Agency is a Go package designed to provide an idiomatic interface to various LLM providers (currently supporting OpenAI and, experimentally, Anthropic and 🤗Hugging Face). The package aims to simplify the creation and management of Language Learning Model (LLM)-based agents, making it easier for you to work with multiple agents and manage their data flow. It hopes to enable easier implementation of autonomous agent systems, similar to AutoGPT or BabyAGI, to solve a variety of tasks.

It also provides some features one may need to deploy the code into production, like caching, retrying, or rate limiting.

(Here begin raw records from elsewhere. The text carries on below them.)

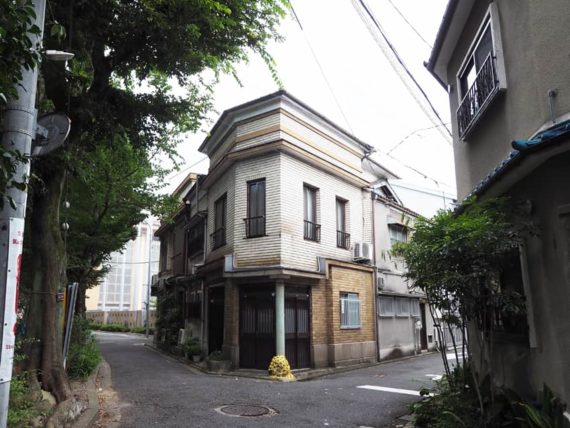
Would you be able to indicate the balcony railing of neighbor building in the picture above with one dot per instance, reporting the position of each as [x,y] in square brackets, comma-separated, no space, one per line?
[342,239]
[254,226]
[218,238]
[312,231]
[484,88]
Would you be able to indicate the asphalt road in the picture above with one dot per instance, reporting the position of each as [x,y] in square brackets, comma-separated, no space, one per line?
[156,391]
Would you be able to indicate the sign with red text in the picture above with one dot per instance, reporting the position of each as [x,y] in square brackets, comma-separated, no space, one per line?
[15,244]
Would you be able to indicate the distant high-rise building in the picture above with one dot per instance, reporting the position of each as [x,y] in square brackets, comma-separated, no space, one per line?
[125,286]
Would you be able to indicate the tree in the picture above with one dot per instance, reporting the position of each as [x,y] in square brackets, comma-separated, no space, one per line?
[107,190]
[461,260]
[117,45]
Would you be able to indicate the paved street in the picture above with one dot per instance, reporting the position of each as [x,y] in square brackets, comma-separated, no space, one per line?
[157,391]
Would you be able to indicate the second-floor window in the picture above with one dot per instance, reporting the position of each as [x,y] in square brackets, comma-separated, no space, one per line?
[255,221]
[398,233]
[196,239]
[312,230]
[220,212]
[342,237]
[481,75]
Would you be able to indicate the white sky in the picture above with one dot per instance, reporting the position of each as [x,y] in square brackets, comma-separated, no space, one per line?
[378,108]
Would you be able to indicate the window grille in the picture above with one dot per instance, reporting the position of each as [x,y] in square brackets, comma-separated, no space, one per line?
[349,310]
[402,306]
[386,305]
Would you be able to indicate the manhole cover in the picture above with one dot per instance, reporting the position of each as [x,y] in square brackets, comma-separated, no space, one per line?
[246,410]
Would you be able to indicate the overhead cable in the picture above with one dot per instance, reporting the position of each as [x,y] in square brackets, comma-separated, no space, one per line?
[320,66]
[410,25]
[398,65]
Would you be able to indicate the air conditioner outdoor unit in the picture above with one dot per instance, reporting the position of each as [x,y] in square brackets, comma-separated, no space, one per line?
[362,251]
[380,282]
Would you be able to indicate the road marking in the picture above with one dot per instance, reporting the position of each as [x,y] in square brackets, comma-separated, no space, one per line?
[394,390]
[435,377]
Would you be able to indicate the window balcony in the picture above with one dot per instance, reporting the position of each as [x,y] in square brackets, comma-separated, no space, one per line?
[342,239]
[254,226]
[218,238]
[312,231]
[478,97]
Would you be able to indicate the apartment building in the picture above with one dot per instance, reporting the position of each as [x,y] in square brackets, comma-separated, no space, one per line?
[505,66]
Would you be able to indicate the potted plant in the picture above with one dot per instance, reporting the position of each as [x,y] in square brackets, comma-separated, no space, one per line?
[192,349]
[217,362]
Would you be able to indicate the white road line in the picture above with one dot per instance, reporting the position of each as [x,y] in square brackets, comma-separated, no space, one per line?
[394,390]
[435,377]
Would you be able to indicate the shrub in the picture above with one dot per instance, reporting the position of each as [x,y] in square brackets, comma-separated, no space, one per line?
[84,354]
[22,407]
[83,359]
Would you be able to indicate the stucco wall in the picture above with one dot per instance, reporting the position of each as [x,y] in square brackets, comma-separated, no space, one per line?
[535,46]
[549,258]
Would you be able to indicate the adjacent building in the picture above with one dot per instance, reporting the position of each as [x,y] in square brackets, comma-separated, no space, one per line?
[505,65]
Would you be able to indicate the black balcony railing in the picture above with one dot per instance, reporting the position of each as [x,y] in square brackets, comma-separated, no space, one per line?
[478,96]
[312,231]
[342,239]
[254,226]
[218,238]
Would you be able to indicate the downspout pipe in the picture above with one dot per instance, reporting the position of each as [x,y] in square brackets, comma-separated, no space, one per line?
[375,276]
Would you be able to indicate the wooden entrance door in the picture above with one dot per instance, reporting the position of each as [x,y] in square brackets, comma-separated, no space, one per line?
[257,328]
[215,318]
[297,329]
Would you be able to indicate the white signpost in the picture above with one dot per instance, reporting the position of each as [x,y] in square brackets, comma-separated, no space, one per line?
[15,245]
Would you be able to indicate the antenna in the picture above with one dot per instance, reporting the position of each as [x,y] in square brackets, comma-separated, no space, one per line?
[52,130]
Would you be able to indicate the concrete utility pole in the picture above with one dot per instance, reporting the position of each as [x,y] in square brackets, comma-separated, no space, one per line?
[18,132]
[149,276]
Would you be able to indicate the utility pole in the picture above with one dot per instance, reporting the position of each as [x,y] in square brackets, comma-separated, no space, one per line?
[149,276]
[18,132]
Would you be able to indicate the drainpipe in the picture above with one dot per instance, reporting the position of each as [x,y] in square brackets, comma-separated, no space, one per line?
[375,280]
[279,317]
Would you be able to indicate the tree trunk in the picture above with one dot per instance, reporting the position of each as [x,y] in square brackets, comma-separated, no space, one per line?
[47,266]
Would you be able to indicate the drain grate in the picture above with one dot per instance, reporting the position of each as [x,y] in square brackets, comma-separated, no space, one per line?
[248,411]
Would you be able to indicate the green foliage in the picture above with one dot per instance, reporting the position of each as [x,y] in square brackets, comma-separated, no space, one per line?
[83,359]
[457,260]
[84,354]
[450,404]
[454,403]
[548,413]
[169,319]
[119,328]
[23,408]
[16,48]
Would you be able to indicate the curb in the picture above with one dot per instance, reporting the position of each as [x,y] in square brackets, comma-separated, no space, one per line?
[90,415]
[302,376]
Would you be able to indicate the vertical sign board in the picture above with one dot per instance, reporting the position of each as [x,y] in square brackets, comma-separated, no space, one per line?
[15,244]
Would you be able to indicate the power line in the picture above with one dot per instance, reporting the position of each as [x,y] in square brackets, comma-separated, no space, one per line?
[399,143]
[410,24]
[398,64]
[417,171]
[132,263]
[320,67]
[176,174]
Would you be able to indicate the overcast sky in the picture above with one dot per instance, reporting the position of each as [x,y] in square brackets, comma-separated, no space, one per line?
[366,96]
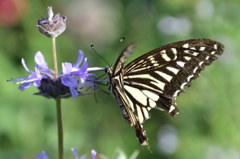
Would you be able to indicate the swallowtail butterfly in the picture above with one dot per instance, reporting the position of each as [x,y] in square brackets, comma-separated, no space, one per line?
[155,79]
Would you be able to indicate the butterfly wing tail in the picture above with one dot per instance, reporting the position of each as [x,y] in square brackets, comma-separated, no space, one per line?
[141,134]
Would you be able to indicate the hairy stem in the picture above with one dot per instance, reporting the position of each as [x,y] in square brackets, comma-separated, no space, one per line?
[58,104]
[60,129]
[54,52]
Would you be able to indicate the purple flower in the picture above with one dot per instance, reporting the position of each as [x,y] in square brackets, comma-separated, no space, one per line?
[69,83]
[75,77]
[43,155]
[94,154]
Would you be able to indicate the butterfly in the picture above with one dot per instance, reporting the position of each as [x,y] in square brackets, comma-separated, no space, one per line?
[155,79]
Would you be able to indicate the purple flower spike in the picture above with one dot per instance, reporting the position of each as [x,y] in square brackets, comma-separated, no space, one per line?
[69,83]
[76,75]
[94,154]
[42,155]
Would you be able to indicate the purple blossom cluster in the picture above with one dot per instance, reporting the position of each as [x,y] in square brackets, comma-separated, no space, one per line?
[71,80]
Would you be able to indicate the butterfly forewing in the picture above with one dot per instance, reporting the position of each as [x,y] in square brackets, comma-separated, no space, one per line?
[161,74]
[155,79]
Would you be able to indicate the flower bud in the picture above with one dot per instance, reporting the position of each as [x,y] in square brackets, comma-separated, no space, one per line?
[52,25]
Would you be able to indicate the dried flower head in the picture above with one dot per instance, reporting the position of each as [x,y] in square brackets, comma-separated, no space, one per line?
[53,25]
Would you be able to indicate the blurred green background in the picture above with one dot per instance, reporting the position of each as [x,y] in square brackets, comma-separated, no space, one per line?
[208,124]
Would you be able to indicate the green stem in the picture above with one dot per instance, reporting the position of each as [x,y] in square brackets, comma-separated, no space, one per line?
[60,129]
[58,104]
[54,52]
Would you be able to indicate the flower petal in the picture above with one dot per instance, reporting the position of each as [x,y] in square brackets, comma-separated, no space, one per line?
[25,66]
[84,66]
[24,86]
[69,81]
[66,67]
[94,154]
[96,69]
[74,92]
[40,61]
[42,155]
[74,153]
[80,58]
[18,79]
[83,157]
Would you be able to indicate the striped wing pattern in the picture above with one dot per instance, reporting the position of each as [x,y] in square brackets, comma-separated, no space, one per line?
[155,79]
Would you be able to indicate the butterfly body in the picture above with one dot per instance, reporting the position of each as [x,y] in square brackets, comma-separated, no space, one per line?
[155,79]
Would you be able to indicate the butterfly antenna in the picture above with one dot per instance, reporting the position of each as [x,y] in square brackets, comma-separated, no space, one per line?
[92,47]
[95,94]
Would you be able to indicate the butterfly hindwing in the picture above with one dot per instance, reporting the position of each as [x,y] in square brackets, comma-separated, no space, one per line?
[155,79]
[163,72]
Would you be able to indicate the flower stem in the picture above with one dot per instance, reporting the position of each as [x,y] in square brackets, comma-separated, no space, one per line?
[54,52]
[60,129]
[58,104]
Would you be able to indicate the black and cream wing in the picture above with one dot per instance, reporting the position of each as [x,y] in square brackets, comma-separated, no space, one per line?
[155,79]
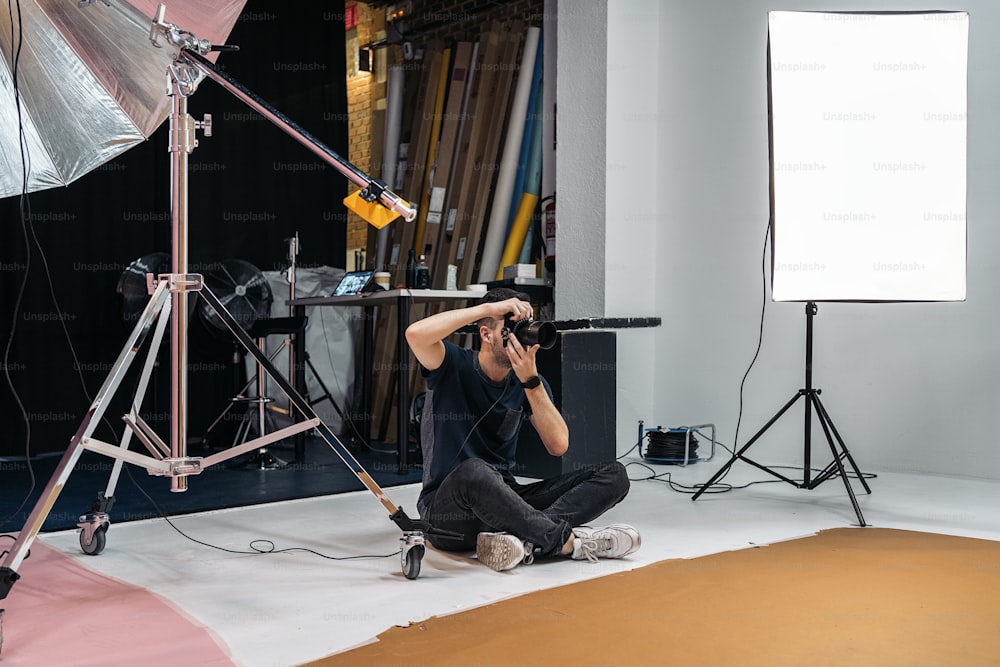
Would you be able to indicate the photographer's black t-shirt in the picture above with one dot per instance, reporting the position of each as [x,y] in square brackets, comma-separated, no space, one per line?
[467,415]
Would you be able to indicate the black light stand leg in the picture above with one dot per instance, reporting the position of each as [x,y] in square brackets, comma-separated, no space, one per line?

The heart and soul of Agency is the agent.Agent type. Its interface features three core methods that allow for convenient communication with AI agents:

  • Listen: communicates text to the AI.
  • System: sends a system message.
  • Respond: receives responses from the agent.
  • Inject: inject a message into the conversation history as if the agent had said it.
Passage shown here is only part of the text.